そこで南獄は馬祖のところに遣いの僧を送ることにしました。

遣いの僧にただ「どうでしすか?」とだけ質問し、その答えをそのまま記憶してくるように命じました。

言われた東リに質問すると馬祖は
「味噌と塩は欠かしたことがない」と言いました。

遣いの僧は意味がわからなかったのですが、馬祖の言葉をそのまま伝えると南獄は大きく頷いたと言われています。

塩と味噌はいつも使うごくありふれた調味料です。
そんな味噌と塩を欠かすことはまずないことで、特別なことではありません。
「味噌と塩を欠かしたことがない」というのはごくありふれた、日常生活をしているということになります。

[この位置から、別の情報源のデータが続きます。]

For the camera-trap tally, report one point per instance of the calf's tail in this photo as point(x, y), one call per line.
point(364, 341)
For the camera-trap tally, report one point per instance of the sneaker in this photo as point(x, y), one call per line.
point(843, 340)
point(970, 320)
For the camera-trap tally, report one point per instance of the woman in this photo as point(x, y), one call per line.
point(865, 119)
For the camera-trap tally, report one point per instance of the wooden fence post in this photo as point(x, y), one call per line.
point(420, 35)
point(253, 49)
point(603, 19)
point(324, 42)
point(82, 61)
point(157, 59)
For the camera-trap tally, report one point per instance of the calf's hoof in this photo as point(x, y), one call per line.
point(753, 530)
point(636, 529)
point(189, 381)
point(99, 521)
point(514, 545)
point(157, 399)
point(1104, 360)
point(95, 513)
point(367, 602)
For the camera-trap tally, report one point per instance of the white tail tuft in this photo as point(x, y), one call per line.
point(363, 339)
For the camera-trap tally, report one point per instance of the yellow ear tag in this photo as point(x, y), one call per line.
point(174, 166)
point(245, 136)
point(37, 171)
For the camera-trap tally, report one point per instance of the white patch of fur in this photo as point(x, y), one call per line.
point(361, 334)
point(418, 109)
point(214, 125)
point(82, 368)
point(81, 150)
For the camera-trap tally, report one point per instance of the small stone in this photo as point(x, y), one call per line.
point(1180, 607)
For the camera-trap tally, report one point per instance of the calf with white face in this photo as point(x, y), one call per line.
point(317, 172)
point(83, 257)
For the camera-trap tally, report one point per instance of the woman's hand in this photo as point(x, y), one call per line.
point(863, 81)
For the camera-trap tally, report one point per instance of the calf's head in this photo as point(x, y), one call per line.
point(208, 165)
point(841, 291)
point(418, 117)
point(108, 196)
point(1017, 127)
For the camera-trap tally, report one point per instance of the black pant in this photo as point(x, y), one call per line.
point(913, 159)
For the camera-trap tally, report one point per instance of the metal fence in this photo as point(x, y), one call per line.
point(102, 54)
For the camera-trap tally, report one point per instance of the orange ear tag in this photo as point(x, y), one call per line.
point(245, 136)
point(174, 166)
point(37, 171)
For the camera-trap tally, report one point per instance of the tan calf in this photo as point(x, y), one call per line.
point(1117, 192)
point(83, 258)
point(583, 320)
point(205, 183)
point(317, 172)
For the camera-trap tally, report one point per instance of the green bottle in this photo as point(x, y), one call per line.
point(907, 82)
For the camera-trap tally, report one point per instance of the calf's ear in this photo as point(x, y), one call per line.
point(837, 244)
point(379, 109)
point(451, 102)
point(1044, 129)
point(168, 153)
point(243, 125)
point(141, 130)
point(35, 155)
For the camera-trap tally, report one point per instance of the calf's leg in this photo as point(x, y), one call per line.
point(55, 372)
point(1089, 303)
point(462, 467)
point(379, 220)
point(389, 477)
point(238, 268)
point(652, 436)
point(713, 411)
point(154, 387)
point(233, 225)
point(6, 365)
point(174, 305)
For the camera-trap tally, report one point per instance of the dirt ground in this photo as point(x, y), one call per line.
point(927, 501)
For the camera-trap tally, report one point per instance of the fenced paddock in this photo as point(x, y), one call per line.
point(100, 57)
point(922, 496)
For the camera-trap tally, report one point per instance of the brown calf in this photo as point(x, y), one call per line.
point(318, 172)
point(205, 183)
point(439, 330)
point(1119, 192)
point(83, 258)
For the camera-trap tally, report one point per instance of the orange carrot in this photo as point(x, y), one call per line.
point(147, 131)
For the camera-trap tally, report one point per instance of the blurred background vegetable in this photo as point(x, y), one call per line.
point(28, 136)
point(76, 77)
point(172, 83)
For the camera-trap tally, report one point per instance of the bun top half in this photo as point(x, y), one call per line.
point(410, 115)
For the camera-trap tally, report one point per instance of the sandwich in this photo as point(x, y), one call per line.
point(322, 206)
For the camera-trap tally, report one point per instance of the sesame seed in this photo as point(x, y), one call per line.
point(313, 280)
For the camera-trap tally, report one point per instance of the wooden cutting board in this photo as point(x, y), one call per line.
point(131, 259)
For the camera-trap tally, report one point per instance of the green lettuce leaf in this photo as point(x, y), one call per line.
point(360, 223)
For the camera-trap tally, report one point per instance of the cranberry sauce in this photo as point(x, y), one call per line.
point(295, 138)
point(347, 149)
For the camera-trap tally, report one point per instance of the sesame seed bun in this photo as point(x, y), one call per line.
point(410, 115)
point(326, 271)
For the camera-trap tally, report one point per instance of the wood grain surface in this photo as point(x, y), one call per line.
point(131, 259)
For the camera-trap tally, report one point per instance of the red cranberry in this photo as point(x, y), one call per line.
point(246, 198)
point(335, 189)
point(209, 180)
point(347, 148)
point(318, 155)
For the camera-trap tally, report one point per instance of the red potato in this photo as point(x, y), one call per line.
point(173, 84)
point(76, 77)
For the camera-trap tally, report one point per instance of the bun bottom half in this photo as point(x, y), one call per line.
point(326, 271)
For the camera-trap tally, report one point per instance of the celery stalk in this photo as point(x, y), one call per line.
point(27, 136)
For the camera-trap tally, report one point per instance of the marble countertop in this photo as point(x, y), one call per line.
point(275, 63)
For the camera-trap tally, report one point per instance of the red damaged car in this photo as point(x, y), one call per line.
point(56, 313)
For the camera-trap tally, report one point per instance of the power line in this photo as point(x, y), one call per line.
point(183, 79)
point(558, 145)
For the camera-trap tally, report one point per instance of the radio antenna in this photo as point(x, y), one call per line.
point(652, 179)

禅の修行では、坐禅だけでなく日常生活を大切にします。
日常の一つ一つこそが禅の修行になります。

生きていく上で「食」つまり食べることは大切なことです。
禅では料理をしたり、食事をいただくことも修行なのです。

五観の偈門

今から紹介する『五観の偈』には食べ物をいただく時の心がまえが書かれています。
『五観の偈』は全部で5つの文章で構成されています。今回は一つ一つ順番に紹介させていただます。

1 感謝

食べるというのは多くの命をいただいている。また料理してくれた人や育ててくれた人、運んでくれた人など様々な人の多くの苦労がかかっているという意味です。
それらを忘れることなく感謝していただきましょう。

2 反省

この食事をいただくにあたって、普段自分の行いをおしはかりましょうという意味になります。
自分自身がこの食事をいただくことに値する正しい行いをしているのか、反省していただきましょう。

3 煩悩

もっと欲しいいった貪りや他者に対する怒りといった感情は自分自身の心によって引き起こされます。
そういった心をしずめて、清らかな心でいただきましょう。

4 薬

食べることは何より良薬です。食事は体調のバロメータです。
食べたいという欲望を満たすためではなく、健康を保つためにいただきましょう。

5 道

「成道」とは仏に成る道、つまり悟りを完成させるという意味です。
食べるということは生きるということです。

まとめ

これがお坊さんが食べ物を食べる前に唱えている偈門です。
よかったら、食前にゆっくりと唱えてみてくださいね。

「食べる」ってめっちゃ大事なことです。
食って尊くてありがたいことで、生きるためには大事なことっていうことを感じてもらえたら嬉しいです。

感謝して、美味しくいただきましょう!
みなさんの日常が食事から、良い日常になりますように。

ご参加していただいた方ありがとうござました。

イベントのあとはお試しでシンクルームを使って、お経をよみました~


この記事が気に入ったらサポートをしてみませんか?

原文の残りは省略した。